AL-02. Treatment options for the patients over 18 years old with refractory/relapsing acute myeloid leukemia

Summary

Allogeneic hematopoietic stem cell transplantation (allo-HSCT) in patients (pts) with refractory/relapsed acute myeloid leukemia (r/rAML) offers a chance for long-term remission. The use of high-dose cytarabine in combination with purine analogues increases response rates in pts with a primary refractory AML (refAML) from 45% to 65%. The search for targeted drugs to treat r/rAML is a major trend in hematological malignancies. Gemtuzumab ozogamicin* (GO) is a recombinant, humanized anti-CD33 monoclonal antibody covalently attached to the cytotoxic antitumor antibiotic calicheamicin. Our aim was to evaluate efficacy and toxicity of FLAG and GO-FLAG therapy in adult pts with r/rAML and to determine predictors of response to GO-FLAG therapy.

Patients and methods

87 pts were included in the analysis. “FLAG” received 39 pts, with a median age of 34 (18-59). RefAML – 20 pts, relapsed AML (RelAML) – 19 pts. Genetic risk was stratified as favorable – 3/39, 7%; intermediate – 17/39, 44%; unfavorable – 19/39, 49%. “GO-FLAG”: 48 pts at a median age of 34 (18-61). RefAML – 16/48, 33%; RelAML – 32/48, 67%. Distribution by genetics risk: favorable – 5/48, 10%; intermediate – 20/48, 42%; unfavorable – 23/48, 48%.

Results

Overall response (OR) after “FLAG” was achieved in 23/39 (59%), i.e., complete remission (CR), in 46% (n=18); CR with incomplete recovery (PRi/r), in 13% of cases (n=5). Allo-HSCT was performed in 23 pts (59%): haploidentical, 6; matched, 17 (related, 1; unrelated, 16). The median time from OR to allo-HSCT was 55 days.

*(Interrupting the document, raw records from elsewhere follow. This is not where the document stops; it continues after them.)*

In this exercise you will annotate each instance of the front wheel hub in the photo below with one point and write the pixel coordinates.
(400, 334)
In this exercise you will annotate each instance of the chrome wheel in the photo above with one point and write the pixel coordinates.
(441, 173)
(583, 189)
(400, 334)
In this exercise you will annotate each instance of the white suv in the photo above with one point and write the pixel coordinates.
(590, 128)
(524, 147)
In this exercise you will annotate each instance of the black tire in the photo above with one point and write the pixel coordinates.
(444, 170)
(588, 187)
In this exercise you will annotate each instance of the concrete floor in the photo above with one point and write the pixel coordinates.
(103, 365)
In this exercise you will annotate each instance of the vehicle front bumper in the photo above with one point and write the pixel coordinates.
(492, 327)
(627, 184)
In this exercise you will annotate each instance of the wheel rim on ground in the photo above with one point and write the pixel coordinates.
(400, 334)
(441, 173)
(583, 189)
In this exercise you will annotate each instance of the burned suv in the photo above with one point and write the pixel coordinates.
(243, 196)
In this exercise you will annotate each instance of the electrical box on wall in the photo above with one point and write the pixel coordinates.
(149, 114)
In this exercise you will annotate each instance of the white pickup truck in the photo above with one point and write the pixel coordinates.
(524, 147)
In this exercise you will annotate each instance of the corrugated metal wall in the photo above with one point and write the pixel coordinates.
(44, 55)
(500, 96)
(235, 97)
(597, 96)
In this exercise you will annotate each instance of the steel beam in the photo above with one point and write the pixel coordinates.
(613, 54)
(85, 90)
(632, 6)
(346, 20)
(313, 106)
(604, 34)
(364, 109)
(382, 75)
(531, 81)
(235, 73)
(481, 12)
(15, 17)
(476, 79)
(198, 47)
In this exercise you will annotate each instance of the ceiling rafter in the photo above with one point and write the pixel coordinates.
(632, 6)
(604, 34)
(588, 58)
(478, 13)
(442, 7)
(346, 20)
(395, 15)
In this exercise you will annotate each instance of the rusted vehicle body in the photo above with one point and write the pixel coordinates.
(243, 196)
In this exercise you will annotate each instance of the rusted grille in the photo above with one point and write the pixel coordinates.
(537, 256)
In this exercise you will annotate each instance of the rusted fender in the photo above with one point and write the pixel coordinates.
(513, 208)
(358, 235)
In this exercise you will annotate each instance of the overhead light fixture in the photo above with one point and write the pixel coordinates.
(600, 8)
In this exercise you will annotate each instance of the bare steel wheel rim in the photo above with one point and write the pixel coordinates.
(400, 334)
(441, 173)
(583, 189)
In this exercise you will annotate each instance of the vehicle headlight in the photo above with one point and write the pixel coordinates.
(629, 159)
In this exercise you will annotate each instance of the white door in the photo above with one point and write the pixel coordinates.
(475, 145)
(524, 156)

Median follow-up was 42 (0.4-52.6) months. Overall survival (OS) was 28.2% (CI95% 16.5-43.8). The pts with OR (n=23) had two-year OS (2OS) 43.5% (CI95% 25.6-43.2) and two-year disease-free survival (2DFS) was 34.8% (CI95%18.8-55.1). Complications: grade 4 neutropenia; grade 4 thrombocytopenia, 100%; sepsis – 28% (n=11); invasive fungal diseases, 13% (n=5); bacterial pneumonia, 8% (n=3); hemorrhagic complications, 8% (n=3). Early mortality was observed in 10% of the cases (n=4), due to intracranial hemorrhage (n=3); AML progression (n=1). After “GO-FLAG”, OR was achieved in 36/48 (75%), with CR rate of 50%, CRi/r, in 25% of the cases. Pts with extramedullary diseases achieved OR in 87% (13/15), with CR of 60%. The lowest OR rate was in unfavorable genetic cases (p=0.02). Increased OR was observed in the pts with blast levels of <50% (p=0.042) and in relapsed AML (p=0.07). Allo-HSCT after “GO-FLAG” was performed in 25 pts (52%): haploidentical (n=11), matched (n=14; related HSCT, 5 and unrelated, 9). Median time to allo-HSCT was 40 days. Median follow-up was 14.4 (0.4-35) months. OS – 31.3% (CI95% 20-45). Among pts with OR (n=36), 2OS was 38.9% (CI95% 25-55), 2DFS, 27.8% (CI95% 17-44). Complications: grade 4 neutropenia and grade 4 thrombocytopenia were documented in all cases; sepsis, 40% (n=19), invasive fungal diseases, 6% (n=3); bacterial pneumonia, 8% (n=4); severe hemorrhagic complications were seen in 1 case, with no SOS observed. Early mortality comprised 4/48 (8%; CI95% 3-20), due to infections (n=3), AML progression (n=1).

Conclusions

“FLAG” and “GO-FLAG” showed high efficacy and acceptable toxicity. In the “GO-FLAG” group, a higher rate of OR was observed (75% vs 59%, p=0.16). Significantly increased OR rate was achieved after “GO-FLAG” in the pts with extramedullary disease (87%, p=0.04). The following predictors of clinical response could be considered: blast levels of < 50% (p=0.042), relAML (p=0.07), favorable genetic background (p=0.02).

*GO was provided as part of the early access program.

Keywords

Acute myeloid leukemia, target therapy, gemtuzumab ozogamicin.